Dans l’intimité de Léon et Marguerite, deux amoureux pendant la Première Guerre mondiale

« Ah ma petite femme adorée, j’ai par moments tellement de découragement que si ce n’était pas toi qui me retenais à la vie, eh bien je préférerai me tuer que vivre plus longtemps cette vie ». 1.531 lettres qui racontent une histoire d’amour. Celle de Marguerite et Léon, amant pendant la Première Guerre mondiale. Ceux qui sont tombés amoureux sur le Boulevard Bonne Nouvelle à Paris six mois seulement avant le début du conflit se sont écrits tous les jours relatant – à leur corps défendant – le récit de leur liaison, de la guerre et de toute une époque. Lui au front, elle au travail, Léon et Marguerite n’ont jamais cessé de s’écrire pour faire vivre leur amour.

Tout commence un Mardi Gras, dans l’ignorance et l’insouciance d’un Paris d’avant-guerre, en ce 24 février 1914. Il a 21 ans, elle 23. Marguerite et Léon se sont embrassés pour la première fois le 24 mars et chaque année, durant quatre ans, ils fêteront, par écrit, cette rencontre et ce premier baiser qu’ils chérissaient tant. Ils ne pourront malheureusement que peu profiter de la naissance de cet amour. Six mois plus tard, Léon rejoint l’armée en novembre de la même année.

Démarre alors une relation épistolaire inscrivant à jamais le quotidien sur le front, la vie difficile à Paris mais surtout leur amour, leurs désirs, leur frustration… Parfois coquins, parfois drôles mais surtout touchants, les deux tourtereaux se livrent au quotidien.

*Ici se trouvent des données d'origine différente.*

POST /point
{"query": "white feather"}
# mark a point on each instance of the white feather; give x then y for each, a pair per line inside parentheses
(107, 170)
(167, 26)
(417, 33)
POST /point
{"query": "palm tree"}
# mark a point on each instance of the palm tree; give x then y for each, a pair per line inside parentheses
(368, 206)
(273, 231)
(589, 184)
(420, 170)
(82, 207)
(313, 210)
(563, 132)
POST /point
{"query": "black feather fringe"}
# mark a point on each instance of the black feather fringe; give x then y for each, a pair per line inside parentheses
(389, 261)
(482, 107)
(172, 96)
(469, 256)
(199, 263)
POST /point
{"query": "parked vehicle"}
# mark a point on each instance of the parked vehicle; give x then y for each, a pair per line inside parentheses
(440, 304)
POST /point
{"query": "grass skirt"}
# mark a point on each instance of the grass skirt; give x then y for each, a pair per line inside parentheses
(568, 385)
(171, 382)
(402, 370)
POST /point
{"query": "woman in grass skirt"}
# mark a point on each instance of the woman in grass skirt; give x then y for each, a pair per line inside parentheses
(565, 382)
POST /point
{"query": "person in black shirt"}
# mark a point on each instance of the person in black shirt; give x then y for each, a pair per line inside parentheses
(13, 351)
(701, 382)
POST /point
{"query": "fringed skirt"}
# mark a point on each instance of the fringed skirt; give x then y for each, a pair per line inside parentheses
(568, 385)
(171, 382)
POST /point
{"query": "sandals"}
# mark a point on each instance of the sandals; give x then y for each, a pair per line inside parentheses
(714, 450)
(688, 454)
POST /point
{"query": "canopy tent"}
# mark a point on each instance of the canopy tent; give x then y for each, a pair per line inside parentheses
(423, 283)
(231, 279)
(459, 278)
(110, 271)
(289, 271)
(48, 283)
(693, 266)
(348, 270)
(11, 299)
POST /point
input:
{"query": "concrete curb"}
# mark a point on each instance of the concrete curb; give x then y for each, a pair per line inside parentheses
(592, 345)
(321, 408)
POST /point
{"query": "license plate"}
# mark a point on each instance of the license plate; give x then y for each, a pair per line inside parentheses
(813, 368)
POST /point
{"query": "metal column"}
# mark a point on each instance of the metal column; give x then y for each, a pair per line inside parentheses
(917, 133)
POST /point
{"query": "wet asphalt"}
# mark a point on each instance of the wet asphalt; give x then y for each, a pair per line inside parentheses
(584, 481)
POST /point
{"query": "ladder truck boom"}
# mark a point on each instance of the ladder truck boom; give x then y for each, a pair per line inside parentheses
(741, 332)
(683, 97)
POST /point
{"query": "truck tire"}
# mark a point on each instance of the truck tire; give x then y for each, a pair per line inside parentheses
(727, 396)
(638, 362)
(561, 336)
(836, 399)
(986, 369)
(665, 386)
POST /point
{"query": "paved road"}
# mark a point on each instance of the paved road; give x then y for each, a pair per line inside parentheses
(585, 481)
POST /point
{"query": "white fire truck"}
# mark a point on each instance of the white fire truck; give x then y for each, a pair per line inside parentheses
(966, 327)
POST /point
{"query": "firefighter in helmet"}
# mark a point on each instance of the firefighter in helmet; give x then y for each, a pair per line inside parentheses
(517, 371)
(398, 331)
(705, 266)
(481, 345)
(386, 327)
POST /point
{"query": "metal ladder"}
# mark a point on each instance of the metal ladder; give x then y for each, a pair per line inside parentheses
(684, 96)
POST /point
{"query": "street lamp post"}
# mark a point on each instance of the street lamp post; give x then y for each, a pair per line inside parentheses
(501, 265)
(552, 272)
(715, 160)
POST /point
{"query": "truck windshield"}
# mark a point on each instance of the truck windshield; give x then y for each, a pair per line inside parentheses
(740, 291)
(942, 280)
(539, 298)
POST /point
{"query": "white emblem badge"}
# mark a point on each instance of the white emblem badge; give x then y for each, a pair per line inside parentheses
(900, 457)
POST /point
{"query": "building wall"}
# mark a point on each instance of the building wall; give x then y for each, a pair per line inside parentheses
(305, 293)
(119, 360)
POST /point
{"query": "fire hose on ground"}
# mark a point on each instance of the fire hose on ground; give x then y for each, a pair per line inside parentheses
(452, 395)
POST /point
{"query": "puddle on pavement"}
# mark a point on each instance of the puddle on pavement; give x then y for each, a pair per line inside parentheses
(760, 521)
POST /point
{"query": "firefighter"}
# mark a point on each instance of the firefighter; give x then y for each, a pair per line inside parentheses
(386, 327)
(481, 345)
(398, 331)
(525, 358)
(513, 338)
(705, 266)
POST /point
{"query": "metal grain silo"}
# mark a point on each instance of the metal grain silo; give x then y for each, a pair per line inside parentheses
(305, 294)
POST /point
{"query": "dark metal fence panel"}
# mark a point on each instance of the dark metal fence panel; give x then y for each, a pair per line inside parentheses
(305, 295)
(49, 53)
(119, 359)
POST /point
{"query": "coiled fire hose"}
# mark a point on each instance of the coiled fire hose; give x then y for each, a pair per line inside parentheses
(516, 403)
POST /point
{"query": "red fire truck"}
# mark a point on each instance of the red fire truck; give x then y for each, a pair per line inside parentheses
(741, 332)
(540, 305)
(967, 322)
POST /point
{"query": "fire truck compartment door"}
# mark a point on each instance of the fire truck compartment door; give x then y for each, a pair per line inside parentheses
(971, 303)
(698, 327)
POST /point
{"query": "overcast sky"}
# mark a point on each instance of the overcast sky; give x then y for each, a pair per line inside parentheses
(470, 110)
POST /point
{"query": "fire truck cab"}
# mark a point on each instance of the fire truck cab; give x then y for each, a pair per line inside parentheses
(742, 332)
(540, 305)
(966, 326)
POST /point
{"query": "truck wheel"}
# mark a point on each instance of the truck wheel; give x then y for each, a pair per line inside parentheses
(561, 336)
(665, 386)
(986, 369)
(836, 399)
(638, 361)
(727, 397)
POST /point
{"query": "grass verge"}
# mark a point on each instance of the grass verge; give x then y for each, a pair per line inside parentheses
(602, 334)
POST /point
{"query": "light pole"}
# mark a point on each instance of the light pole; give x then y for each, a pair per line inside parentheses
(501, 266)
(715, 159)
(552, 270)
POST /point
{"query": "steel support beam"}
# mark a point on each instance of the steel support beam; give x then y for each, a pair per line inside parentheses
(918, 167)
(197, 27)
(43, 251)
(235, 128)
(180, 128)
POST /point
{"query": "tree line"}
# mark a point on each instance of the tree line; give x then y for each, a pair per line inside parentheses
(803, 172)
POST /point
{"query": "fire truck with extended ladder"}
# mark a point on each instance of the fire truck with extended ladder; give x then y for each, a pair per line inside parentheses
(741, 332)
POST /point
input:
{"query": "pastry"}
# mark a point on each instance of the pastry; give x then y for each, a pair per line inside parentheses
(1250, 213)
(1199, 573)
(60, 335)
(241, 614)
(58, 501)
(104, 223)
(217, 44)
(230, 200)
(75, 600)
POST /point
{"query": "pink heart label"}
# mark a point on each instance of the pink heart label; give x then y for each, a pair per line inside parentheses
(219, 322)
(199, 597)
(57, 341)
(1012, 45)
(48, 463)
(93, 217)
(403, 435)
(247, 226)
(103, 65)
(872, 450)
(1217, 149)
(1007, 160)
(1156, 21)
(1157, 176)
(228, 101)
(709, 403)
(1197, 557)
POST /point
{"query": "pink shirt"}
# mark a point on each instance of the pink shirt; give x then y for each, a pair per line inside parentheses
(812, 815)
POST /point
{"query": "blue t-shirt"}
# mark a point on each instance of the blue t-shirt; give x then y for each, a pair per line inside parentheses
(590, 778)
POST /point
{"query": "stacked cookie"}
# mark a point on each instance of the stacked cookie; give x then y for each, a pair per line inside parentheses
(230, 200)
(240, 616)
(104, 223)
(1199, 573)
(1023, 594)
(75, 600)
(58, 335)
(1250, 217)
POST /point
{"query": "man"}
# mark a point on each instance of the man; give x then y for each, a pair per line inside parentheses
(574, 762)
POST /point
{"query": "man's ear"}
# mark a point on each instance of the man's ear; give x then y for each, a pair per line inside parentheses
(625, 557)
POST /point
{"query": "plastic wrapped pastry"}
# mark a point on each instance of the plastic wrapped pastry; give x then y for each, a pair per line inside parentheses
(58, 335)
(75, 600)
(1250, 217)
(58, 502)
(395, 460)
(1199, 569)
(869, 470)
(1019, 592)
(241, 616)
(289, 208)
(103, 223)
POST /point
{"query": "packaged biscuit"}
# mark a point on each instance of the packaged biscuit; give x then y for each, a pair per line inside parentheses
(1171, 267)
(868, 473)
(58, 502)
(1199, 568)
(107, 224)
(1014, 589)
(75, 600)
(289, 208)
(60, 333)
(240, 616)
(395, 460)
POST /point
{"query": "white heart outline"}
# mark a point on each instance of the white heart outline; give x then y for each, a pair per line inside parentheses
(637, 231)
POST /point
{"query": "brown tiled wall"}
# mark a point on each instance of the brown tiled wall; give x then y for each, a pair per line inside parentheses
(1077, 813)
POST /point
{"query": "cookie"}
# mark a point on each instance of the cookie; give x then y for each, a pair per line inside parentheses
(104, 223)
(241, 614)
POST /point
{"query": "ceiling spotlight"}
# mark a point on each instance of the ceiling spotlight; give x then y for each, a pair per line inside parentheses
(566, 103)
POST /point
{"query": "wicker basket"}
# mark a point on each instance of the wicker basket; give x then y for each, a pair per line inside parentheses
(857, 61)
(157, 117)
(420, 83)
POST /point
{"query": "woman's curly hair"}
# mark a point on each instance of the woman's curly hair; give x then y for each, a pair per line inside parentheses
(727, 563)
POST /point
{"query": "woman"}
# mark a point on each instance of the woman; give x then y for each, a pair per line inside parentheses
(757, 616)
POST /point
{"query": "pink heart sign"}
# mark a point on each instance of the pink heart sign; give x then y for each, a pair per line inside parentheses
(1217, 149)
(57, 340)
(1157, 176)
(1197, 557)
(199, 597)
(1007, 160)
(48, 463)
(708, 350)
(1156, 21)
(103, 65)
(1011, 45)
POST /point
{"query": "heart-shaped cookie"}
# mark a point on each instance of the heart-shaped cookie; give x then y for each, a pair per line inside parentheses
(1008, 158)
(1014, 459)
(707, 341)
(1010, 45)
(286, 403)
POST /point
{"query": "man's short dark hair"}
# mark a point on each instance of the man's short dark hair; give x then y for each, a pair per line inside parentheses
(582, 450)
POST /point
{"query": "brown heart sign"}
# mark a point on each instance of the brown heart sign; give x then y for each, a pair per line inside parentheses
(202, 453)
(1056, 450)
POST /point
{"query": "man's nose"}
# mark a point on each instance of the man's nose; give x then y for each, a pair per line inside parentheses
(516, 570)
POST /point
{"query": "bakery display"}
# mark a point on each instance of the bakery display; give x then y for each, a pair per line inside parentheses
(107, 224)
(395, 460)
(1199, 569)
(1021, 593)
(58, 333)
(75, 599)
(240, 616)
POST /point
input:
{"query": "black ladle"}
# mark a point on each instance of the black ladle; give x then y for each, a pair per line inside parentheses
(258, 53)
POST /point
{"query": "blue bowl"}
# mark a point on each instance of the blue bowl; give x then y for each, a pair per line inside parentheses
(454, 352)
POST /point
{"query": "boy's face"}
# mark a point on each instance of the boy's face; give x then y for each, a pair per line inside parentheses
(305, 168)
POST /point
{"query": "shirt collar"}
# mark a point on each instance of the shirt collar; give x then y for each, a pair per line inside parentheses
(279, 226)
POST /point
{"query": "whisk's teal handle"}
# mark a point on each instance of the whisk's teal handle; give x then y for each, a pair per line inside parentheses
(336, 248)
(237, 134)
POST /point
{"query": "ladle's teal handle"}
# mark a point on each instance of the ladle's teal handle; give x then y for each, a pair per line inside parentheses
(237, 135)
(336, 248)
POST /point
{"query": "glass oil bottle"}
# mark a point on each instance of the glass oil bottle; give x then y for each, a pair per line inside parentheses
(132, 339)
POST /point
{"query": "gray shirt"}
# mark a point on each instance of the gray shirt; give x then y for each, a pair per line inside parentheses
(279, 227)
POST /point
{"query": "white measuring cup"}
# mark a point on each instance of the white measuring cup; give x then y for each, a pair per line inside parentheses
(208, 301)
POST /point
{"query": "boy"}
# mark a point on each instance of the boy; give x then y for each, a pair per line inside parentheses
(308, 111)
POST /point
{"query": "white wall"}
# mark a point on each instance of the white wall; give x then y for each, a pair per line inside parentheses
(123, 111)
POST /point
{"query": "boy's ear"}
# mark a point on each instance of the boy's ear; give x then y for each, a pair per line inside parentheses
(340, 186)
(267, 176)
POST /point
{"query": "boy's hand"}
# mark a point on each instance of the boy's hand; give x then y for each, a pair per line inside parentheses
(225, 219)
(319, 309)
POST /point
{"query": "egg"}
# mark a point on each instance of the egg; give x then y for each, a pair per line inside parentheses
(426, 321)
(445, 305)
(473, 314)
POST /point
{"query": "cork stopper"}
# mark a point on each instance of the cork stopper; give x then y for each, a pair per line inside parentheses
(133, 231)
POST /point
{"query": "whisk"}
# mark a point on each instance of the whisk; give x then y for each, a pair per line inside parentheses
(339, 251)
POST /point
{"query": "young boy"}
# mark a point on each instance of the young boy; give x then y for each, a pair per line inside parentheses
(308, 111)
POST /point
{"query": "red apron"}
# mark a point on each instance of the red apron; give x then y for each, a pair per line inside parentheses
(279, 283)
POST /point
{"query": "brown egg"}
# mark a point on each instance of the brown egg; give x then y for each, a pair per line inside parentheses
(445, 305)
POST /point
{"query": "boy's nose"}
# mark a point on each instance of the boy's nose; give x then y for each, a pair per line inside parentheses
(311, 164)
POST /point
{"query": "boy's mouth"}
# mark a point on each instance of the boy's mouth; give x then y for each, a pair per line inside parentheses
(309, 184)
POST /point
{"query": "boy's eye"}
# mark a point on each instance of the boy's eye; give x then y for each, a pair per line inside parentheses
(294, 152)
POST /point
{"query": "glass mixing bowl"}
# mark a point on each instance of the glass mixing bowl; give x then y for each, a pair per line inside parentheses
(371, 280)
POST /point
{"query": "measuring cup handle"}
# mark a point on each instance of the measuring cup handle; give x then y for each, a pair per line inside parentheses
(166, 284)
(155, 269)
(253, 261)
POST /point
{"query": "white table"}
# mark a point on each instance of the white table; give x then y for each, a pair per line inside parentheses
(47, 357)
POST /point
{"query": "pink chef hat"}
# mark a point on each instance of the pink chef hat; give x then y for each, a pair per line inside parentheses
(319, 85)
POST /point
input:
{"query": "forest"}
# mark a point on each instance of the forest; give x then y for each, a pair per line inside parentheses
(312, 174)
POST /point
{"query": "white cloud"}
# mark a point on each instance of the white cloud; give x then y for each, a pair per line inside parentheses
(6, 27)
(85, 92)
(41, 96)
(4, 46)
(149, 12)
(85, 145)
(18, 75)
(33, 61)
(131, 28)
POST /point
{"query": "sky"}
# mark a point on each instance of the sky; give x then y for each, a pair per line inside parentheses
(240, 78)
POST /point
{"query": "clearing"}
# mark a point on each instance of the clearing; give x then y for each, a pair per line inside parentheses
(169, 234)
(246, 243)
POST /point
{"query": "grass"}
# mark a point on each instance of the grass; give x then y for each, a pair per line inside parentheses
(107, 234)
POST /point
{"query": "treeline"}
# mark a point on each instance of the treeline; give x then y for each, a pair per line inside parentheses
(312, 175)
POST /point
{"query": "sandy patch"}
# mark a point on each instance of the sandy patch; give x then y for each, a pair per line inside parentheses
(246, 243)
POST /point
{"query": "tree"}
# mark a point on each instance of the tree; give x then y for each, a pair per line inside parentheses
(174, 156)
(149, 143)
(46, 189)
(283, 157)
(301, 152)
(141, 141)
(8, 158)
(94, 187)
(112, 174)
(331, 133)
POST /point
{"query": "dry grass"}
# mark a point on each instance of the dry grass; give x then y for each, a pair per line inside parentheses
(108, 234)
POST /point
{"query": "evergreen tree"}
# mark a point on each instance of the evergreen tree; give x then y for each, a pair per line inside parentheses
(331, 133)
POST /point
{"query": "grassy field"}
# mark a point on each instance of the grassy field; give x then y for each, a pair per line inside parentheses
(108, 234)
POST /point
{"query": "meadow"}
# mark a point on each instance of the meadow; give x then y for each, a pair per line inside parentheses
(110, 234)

Une carte postale érotique de Léon. – DR

Mais ma petite femme adorée ne t’inquiète pas et sache que si je n’ai pas le grand bonheur de te revoir et te serrer bien fort dans mes bras mon dernier souffle sera pour prononcer ton nom. » Léon, le 5 juin 1916 dans les tranchées.

Une fin tragique…

Si leur histoire perdure sur le papier plus d’un siècle plus tard, leur relation s’achèvera au bout de quatre ans… Le 10 juillet 1918, soit 23 jours avant sa mort, Léon est à Barran dans le Gers, au château hôpital de Mazères. Atteint, entre autres, de la tuberculose contractée au front, il ne peut ni voir ses parents, ni sa Marguerite. Un éloignement qui envenimera la relation du couple. Elle enceinte, lui mourant. Et deux personnes qui s’en veulent… Léon meurt de suffocation à Choisy-le-Roi le 3 août 1918. Il ne verra jamais sa petite Huguette, sa fille. Avec lui, s’envolent ces lettres. Un témoignage qui aurait pu rester dans l’oubli, caché dans une malle.

Un recueil en hommage aux amants maudits

Mais voilà qu’en ce début de XXIe siècle, elles se retrouvent aux mains du réalisateur et auteur toulousain, Pierre Mathiote. Passionné par cette trouvaille, il passera trois ans à décrypter, retranscrire et relater ces quatre années d’amour et de guerre. « Marguerite et Léon, c’est avant tout une trop brève histoire d’amour de deux gosses. La guerre fera d’eux des adultes. Derrière la pudeur des mots, les images sont très explicites », explique Pierre Mathiote enivré par cette histoire.

« Nous suivons leur vie intime sans tabou. Ils évoquent les bons moments passés mais aussi ceux à venir. Ils se confient leurs rêves érotiques, les petits accidents de Monsieur en rêvant à elle, les « indispositions » de Madame, les décalages des permissions pour éviter cette période, oubliant que leurs lettres pouvaient être lues un jour par quelqu’un ». Et du privé au public, le réalisateur a décidé d’en faire un « Beau Livre », témoin d’une réalité d’antan. Après de nombreux voyages sur les traces de Léon, la recherche de leur descendance et un œil immersif dans leur intimité, le Toulousain travaille sur un recueil de près de 70 poèmes qu’il a déjà rédigés et qu’il souhaite publier lui-même. Une cagnotte a même été lancé pour aider l’auteur a publié un projet « de toute une vie ». Un hommage à Marguerite et Léon, à leur amour et à ce « trésor unique » qui a traversé le temps.